I’m better now, but need a few days to get myself back on track. To where I don’t know, but back on track sounds good.
I loved my blog. Still do, though I haven’t been at my best recently. Maybe being in various stages of sick, trying to keep my life going, and my blog together are just a wee bit overwhelming.
Especially since I became involved in the formation of two team blogs that I never mention by name in my blog, but constantly plug anyway.
Haven’t been great at getting back to people outside of the members of said blogs, and a few others.
I will. But it might take some time.
When I began blogging I thought of it a fun way to practice writing.
Had no idea of the intrigue, the personalities, the way blogging becomes not just a writing obsession, but a skin need, and a community with all the good parts and the bad parts of real life.
It’s like playing the Sims but with real people, real fires, real killings–verbally, please. The buildings are still being refined, along with the community.
How do we communicate? With whom do we talk? Not talk to? Play nicely with? Grab toys from? Give toys to?
I would love to be in grad school, and doing a thesis on “Blogging as a Community.” Not–let me make this clear–as a substitute for real life–because nothing substitutes for real life–but it does take on all these real life dimensions of its own.
We can create persona’s, pretend to be people we aren’t. Or that’s the fear most people who don’t blog have.
I believe that peoples true personas tend to be exaggerated; the warts show more when a person blogs frequently.

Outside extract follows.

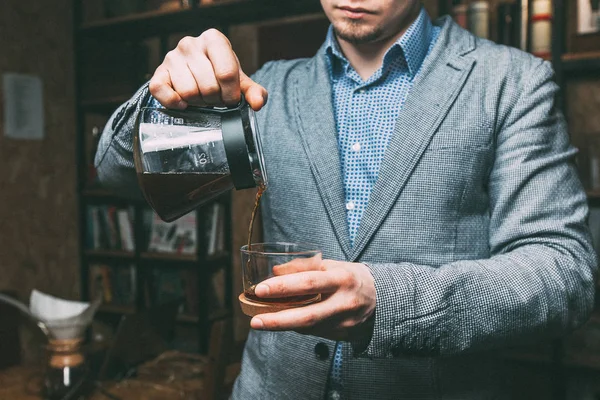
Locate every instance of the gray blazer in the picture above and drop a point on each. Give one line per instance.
(475, 231)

I don’t see how a person could keep up a fake persona every day, but I tend to see the best in people, and have faith in inherent goodness.
That could be my best quality and my worst all in one.
I need to end my month of hell, and go restart my life.
The life that isn’t a Syms game.
The life in which I actually interact with people face-to-face, and not on computer or on the phone.
I’m about to push the re-start button and go into real life mode.
I wish me luck.
Because I’m me, I also give myself the right to clarify my posts and/or change my mind.